AUTHOR=Stefańska Katarzyna , Tomaszewicz Martyna , Dębska-Zielkowska Joanna , Zamkowska Dorota , Piekarska Karolina , Sakowska Justyna , Studziński Maciej , Tymoniuk Bogusław , Adamski Przemysław , Jassem-Bobowicz Joanna , Wydra Piotr , Leszczyńska Katarzyna , Świątkowska-Stodulska Renata , Kwiatkowski Sebastian , Preis Krzysztof , Trzonkowski Piotr , Marek-Trzonkowska Natalia , Zieliński Maciej 

TITLE=KIR- Ligand Interactions in Hypertensive Disorders in Pregnancy

JOURNAL=Frontiers in Immunology

VOLUME=Volume 13 - 2022

YEAR=2022

URL=https://www.frontiersin.org/journals/immunology/articles/10.3389/fimmu.2022.868175

DOI=10.3389/fimmu.2022.868175

ISSN=1664-3224

ABSTRACT=Abstract
HYPOTHESIS: The activity of Natural Killer (NK) cells is considered an important factor in the tolerance towards foetus in pregnancy.

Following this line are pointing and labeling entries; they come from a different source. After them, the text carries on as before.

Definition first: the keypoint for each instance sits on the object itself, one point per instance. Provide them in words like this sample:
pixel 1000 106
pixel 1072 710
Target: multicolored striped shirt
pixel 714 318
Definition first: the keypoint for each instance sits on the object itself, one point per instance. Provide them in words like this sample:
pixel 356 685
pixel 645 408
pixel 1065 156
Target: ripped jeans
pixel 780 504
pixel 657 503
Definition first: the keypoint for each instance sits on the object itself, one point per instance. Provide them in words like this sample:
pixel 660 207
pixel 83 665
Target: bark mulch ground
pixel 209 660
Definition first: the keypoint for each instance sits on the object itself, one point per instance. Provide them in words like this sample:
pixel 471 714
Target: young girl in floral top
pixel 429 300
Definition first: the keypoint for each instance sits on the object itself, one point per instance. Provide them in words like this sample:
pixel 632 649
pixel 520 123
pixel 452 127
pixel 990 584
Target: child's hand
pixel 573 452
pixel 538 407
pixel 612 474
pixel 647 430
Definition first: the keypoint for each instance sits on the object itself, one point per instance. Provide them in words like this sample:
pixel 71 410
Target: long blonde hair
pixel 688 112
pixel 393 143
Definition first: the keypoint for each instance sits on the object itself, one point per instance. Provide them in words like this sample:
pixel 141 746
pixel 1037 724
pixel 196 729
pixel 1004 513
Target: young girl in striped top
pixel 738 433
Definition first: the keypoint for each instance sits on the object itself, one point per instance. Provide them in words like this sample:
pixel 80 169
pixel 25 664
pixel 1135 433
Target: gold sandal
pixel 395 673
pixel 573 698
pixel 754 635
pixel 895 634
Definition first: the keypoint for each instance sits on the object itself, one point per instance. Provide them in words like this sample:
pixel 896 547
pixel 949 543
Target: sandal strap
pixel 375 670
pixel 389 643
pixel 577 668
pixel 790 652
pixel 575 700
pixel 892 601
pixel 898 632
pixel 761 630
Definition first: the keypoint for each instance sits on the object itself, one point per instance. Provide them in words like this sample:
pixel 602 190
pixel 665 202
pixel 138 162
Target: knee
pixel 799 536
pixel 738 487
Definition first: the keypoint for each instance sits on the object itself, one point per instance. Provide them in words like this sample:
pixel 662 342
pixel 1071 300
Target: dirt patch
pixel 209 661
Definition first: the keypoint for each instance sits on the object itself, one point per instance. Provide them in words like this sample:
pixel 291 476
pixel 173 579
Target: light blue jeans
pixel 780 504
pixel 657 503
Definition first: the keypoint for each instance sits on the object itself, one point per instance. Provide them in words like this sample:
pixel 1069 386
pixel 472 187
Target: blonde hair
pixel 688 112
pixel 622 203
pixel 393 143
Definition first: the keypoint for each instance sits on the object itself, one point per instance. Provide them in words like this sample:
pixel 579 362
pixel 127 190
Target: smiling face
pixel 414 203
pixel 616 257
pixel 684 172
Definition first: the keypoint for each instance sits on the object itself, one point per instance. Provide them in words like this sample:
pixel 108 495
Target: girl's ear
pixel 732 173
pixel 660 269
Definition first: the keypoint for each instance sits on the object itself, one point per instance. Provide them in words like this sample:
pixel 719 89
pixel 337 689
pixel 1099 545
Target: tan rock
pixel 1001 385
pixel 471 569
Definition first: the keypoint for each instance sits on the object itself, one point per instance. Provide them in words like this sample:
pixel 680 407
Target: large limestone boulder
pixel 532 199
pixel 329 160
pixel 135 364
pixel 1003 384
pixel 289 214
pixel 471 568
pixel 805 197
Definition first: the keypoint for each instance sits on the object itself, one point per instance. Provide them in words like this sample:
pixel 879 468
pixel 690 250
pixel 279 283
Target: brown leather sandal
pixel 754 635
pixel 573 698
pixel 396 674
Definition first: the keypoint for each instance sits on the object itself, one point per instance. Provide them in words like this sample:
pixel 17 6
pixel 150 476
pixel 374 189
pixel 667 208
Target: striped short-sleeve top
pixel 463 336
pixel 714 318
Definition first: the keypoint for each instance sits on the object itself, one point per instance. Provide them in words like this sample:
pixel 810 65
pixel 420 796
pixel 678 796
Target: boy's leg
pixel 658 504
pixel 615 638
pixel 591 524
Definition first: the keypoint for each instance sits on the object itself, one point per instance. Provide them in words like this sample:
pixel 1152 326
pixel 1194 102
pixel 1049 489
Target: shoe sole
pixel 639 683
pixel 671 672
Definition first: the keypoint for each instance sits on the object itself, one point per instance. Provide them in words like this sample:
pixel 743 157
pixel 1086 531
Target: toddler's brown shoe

The complications of pregnancy, such as hypertensive disorders (HDP), may be therefore associated with this immune compartment.
METHODS: In the current study 41 pregnant women with diagnosed HDPs (Gestational Hypertension; GH or Preeclampsia; PE) and 21 healthy women were included. All the patients were under continuous obstetric care during the pregnancy and labour. The number of mother-child mismatches within Killer Immunoglobulin-like receptors (KIRs), their ligands [MM] and missing KIR ligands [MSL] was assessed. KIRs and their ligands were assessed with Next Generation Sequencing (NGS) and Polymerase Chain Reaction Sequence-Specific Oligonucleotide (PCR-SSO) typing. The subsets of NK cells were assessed with multicolor flow cytometry and correlated to the number of MSLs. 
RESULTS: The number of MSLs was significantly higher in HDP patients when compared to healthy non-complicated pregnancy patients. Some MSLs, such as those with 2DS2 activating KIR, were present only in HDP patients. The percentage of CD56+CD16-CD94+ NK cells and CD56+CD16-CD279+ NK cells correlated with the number of MSL with inhibiting KIRs only in healthy patients. In HDP patients, there was a correlation between the percentage of CD56-CD16+CD69+ NK cells and the number of MSL with inhibiting and activating KIRs.
As compared to the healthy group, the percentage of CD56+CD16-CD279+ NK cells and CD56-CD16+CD279+ NK cells were lower in HDP patients. HDP patients were also characterized by a higher percentage of CD56+CD16+perforin+ NK cells than healthy counterparts.
CONCLUSIONS: Patients with HDP were characterized by a higher number of MSLs within KIRs receptors. It seemed that the number of MSLs in the healthy group was balanced by various receptors, such as CD94 or inhibitory CD279, expressed on NK cells. On the other hand, in HDP patients the number of MSLs was associated with the activation detected as the increased level of CD69+ NK cells.